I'm running the Spark code below (basically created as a MVE) which does a:
I'm struggling to understand why I get a different number of rows in the joined
dataframe i.e. the dataframe after stage 3 above each time I run the application. Why is this happening?
The reason I think that shouldn't be happening is that the limit
is deterministic so each time the same rows should be in the partitioned dataframe, albeit in a different order. In the join I am joining on the field that the partition was done on. I am expecting to have every combination of pairs within a partition, but I think this should equate to the same number each time.

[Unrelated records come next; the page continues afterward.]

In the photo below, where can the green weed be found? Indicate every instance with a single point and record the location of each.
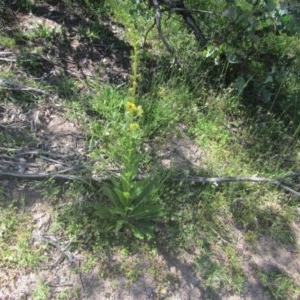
(6, 41)
(41, 292)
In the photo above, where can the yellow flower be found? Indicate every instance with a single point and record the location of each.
(131, 106)
(139, 111)
(134, 126)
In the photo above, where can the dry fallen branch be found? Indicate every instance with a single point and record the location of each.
(17, 165)
(218, 180)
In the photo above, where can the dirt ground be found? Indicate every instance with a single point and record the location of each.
(163, 276)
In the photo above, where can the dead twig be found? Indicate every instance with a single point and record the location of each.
(218, 180)
(158, 16)
(15, 86)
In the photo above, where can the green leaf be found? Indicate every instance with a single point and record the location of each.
(119, 225)
(148, 212)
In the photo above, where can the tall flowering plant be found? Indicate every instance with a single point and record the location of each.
(132, 205)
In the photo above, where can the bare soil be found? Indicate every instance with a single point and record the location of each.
(162, 276)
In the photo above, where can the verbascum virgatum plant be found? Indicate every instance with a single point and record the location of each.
(131, 205)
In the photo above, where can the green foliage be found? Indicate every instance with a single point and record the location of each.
(132, 207)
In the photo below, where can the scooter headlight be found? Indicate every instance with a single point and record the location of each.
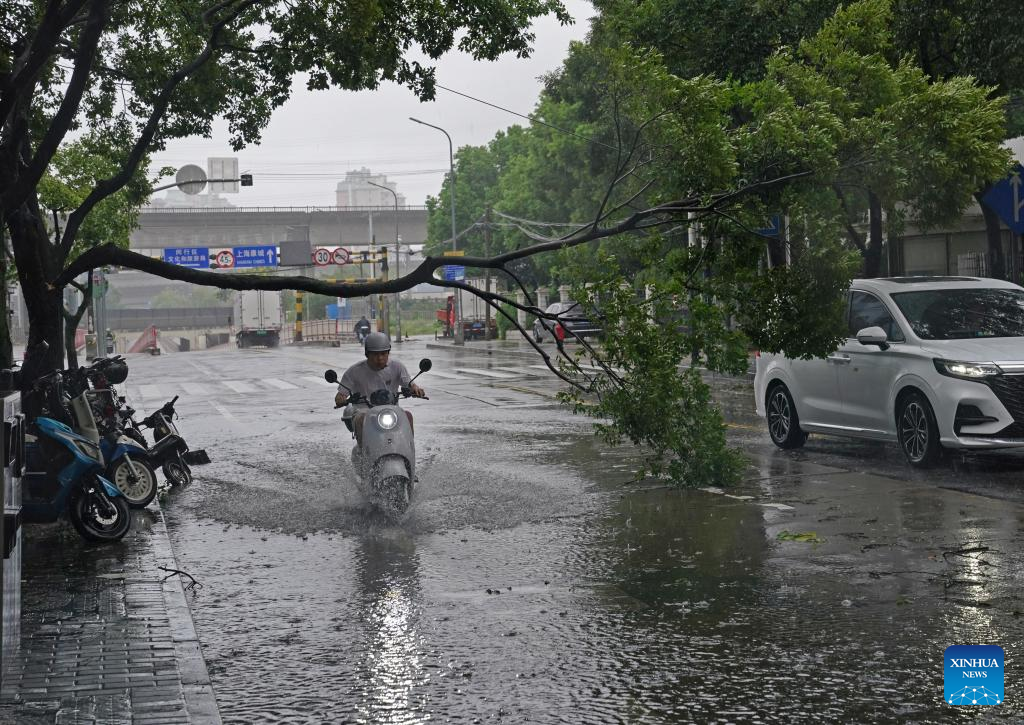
(88, 450)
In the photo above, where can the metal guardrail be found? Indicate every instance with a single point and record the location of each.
(251, 210)
(330, 331)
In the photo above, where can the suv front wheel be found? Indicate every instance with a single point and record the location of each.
(916, 430)
(783, 424)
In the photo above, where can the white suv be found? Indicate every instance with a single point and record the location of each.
(930, 363)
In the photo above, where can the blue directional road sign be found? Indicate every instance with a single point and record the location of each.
(196, 257)
(454, 272)
(255, 256)
(1007, 200)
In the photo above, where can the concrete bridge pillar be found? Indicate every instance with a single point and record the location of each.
(542, 297)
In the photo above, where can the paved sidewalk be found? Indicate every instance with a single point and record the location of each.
(107, 636)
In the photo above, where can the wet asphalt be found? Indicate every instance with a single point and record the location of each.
(531, 582)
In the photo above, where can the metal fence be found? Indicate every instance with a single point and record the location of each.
(331, 331)
(169, 318)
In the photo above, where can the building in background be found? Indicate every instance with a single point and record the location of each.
(355, 193)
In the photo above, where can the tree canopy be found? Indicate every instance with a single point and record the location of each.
(137, 74)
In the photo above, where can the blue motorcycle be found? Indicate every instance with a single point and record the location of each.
(64, 472)
(129, 466)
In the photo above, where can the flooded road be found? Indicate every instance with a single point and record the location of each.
(528, 584)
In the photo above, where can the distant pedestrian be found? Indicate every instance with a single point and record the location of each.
(363, 329)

def main(args: Array[String]) {
val maxRows = args(0)
val spark = SparkSession.builder.getOrCreate()
val windowSpec = Window.partitionBy("epoch_1min").orderBy("epoch")
val data = spark.read.parquet("srcfile.parquet").limit(maxRows.toInt)
val partitionDf = data.withColumn("row", row_number().over(windowSpec))
partitionDf.persist(StorageLevel.MEMORY_ONLY)
logger.debug(s"${partitionDf.count()} rows in partitioned data")
val dfOrig = partitionDf.withColumnRenamed("epoch_1min", "epoch_1min_orig").withColumnRenamed("row", "row_orig")
val dfDest = partitionDf.withColumnRenamed("epoch_1min", "epoch_1min_dest").withColumnRenamed("row", "row_dest")
val joined = dfOrig.join(dfDest, dfOrig("epoch_1min_orig") === dfDest("epoch_1min_dest"), "inner")
logger.debug(s"Rows in joined dataframe ${joined.count()}")
val filtered = joined.filter(col("row_orig") < col("row_dest"))
logger.debug(s"Rows in filtered dataframe ${filtered.count()}")
}